In contrast to ARsenic. the collapse is to that after a pneumonic crisis and if the patient responds to Antimony tar. it will carry him through. You do not have to be on your guard to find the follow-up drug as you have to be in an Arsenic case.
The Carbo veg. case the classical picture of the patient with all the symptoms of collapse. They have the cold sweaty skin are mentally dull, rather foggy in their outlook with not a very clear idea of where they are or what is going to happen to them. There is intense air hunger, and in spite of their cold, clammy extremities they want the air blowing on them; they cannot bear the bedclothes around the neck and they do definitely benefit from the exhibition of oxygen.
They are very much paler than the Antimony tart. patients the lips tend to be pale rather than cyanotic, and there is none of the underlying blueness one associates with Antimony tart.
The next point is that they always have a feeling of great distension not so much in the chest as in the upper abdomen, and the cardiac distress is always associated with a good deal of flatulence.
Like the Antimony tart. patient any attempt to eat or drink tends to increase the distress, and they have none of the Arsenic thirst.
Another apparent contradiction you come across in Carbo veg. is that, in spite of the desire to be uncovered and the intolerance of the blankets around the upper part of the neck or chest these patients complain of icy-cold extremities as if the legs were just lumps of lead and they cannot get them warm at all.
In think in Carbo veg. you have to do careful as to how long you are going to keep up your drug administration when you get the patient responding sweating less, the surface becoming warmer, and the distress less acute. You are wise then to be thinking of a second drug because some Carbo veg. patients do relapse although many of them make quite a straight recovery on that remedy. You do have to be careful. If you find the patient has responded up to a point on Carbo veg. do not imagine that a that a higher potency of Carbo veg. is necessarily going to carry on the improvement. As a rule it does not and it is much better to look round for a fresh drug to keep up the reaction. In the majority of these cases the drug that follows best has been sulphur although kali carb. should always be considered.

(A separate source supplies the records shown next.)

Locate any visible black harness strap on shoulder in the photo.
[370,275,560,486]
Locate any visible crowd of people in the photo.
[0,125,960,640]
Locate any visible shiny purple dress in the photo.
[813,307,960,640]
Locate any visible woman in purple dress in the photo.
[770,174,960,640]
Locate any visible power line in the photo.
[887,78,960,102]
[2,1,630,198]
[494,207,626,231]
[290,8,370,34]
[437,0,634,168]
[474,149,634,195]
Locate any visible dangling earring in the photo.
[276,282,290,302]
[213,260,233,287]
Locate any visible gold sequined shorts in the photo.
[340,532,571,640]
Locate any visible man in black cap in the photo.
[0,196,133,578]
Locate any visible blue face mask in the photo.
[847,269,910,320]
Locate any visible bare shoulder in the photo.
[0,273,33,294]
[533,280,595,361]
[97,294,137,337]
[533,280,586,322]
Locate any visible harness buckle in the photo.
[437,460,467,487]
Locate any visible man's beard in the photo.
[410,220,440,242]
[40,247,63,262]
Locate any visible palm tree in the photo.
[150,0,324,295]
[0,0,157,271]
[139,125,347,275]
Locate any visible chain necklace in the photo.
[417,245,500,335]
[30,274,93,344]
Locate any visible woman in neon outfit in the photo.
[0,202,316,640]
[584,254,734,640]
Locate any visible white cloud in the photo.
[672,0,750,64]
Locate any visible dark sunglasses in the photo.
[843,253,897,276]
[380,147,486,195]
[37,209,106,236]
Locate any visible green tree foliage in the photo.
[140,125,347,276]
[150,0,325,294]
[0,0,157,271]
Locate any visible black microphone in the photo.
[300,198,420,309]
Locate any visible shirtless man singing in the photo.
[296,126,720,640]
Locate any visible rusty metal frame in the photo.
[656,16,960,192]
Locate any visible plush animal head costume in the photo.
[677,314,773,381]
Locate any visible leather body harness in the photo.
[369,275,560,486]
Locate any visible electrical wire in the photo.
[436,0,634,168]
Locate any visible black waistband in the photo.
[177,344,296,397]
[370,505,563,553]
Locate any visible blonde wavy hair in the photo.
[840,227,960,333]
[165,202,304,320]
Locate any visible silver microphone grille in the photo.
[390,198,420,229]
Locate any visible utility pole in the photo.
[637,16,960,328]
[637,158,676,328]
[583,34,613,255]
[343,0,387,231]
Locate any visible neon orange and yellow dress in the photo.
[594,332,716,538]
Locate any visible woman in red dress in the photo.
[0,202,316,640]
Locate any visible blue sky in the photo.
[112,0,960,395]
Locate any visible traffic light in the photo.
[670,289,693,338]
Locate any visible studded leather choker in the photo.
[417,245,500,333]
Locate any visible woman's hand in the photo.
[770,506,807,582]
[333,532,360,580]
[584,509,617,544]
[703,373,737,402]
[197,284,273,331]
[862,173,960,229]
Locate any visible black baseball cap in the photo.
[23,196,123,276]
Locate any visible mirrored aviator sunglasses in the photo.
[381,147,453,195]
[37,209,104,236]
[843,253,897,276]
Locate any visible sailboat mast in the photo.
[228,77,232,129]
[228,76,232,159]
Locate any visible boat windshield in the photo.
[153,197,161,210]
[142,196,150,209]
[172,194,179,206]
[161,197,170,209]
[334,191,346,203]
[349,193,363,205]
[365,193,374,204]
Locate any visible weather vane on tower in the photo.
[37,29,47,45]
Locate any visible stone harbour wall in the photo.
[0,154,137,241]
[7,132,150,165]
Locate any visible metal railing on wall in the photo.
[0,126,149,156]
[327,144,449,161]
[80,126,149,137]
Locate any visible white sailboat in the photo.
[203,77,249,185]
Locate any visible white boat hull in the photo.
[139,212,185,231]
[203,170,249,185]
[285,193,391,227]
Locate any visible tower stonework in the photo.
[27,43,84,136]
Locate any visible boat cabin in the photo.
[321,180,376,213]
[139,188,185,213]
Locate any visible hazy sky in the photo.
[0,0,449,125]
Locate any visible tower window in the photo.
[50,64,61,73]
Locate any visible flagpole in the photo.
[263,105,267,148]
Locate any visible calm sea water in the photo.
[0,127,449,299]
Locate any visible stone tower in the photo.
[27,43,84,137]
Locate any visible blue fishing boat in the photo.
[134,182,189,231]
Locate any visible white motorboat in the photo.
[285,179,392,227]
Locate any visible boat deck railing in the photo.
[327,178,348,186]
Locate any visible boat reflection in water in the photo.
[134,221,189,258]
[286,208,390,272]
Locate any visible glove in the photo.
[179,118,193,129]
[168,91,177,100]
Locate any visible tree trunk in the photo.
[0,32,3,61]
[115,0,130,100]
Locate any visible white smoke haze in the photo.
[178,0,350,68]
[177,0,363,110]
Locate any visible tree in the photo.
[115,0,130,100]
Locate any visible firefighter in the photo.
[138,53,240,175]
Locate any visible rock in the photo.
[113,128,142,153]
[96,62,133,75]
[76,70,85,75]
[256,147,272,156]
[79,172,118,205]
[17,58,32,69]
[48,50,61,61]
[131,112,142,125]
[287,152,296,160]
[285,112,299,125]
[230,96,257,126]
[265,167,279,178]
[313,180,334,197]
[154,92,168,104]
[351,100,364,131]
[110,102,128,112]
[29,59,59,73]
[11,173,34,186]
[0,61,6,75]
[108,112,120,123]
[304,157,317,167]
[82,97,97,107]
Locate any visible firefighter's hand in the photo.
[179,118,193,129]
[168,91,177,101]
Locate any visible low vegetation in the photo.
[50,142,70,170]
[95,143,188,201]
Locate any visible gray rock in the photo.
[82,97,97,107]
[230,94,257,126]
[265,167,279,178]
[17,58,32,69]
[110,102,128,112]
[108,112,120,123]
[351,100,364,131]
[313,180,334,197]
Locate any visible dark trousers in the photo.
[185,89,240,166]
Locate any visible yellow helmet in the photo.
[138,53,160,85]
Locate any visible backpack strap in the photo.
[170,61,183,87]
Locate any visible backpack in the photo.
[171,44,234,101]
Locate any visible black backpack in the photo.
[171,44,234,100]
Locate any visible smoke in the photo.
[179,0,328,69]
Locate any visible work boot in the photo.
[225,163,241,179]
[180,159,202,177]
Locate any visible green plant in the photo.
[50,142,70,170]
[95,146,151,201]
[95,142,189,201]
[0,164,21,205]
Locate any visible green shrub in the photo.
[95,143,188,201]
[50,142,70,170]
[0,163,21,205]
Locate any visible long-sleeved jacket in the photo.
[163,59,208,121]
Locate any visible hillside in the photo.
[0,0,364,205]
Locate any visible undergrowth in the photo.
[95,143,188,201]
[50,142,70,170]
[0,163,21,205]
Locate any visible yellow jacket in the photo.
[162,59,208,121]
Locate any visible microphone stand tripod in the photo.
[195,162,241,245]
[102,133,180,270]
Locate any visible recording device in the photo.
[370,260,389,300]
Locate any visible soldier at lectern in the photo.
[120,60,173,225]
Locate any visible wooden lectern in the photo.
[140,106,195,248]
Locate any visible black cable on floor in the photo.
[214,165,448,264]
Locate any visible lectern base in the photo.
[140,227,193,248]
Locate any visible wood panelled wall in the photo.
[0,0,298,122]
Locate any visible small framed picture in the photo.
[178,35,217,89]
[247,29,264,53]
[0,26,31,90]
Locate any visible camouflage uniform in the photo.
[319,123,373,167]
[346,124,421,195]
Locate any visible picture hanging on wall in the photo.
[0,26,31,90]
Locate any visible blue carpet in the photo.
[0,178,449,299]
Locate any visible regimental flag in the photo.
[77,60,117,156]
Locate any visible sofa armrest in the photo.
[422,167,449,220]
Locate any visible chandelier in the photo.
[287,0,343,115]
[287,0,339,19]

The last of the drugs which I Commonly think of for these collapsed condition is Oxalic acid.
Oxalic acid has one or two very outstanding symptoms which are a great help in the selection of that drug.
The first is that the patient always complain of a feeling of the most intense exhaustion, very often associated with a sensation of numbness. They frequently state that their legs and feet feel numb and paralyzed, as if they had no legs at all.
The skin surface is just about as cold and clammy as it is in Carbo veg, but there is a peculiar mottled cyanosis in Oxalic acid which you do not get in the other drugs. The finger tips and finger nails and toe nails will be definitely cyanotic but in addition there is a peculiar mottled appearance of the hands and feet which is quite distinctive of Oxalic acid. There is a somewhat similar mottled cyanotic appearance in the face, especially over the malar bones.
These patients in contrast to the Arsenic type want to keep absolutely still, and movement of any kind greatly increases their distress.
In addition to the general distress, most of these Oxalic acid patients complain of very definite sharp precordial pains. These pains are not like the typical anginous stab but more of a sharp pricking sort of pain which usually comes through from the back and may run up left side of the sternum towards the clavicle, or down the left side of sternum into the epigastrium.
The most startling cases giving this picture that I have seen have been in the critical stage of an influenzial pneumonia where the patient was just fading out, having lost all strength and the heart failing rapidly. I think all the patient of that type that I have seen have been left basal pneumonias. I remember seeing two or three patient who apparently were doing quite well on Natrum sulph. react beautifully to Oxalic acid. But one does get indications for its use chronic cases as well.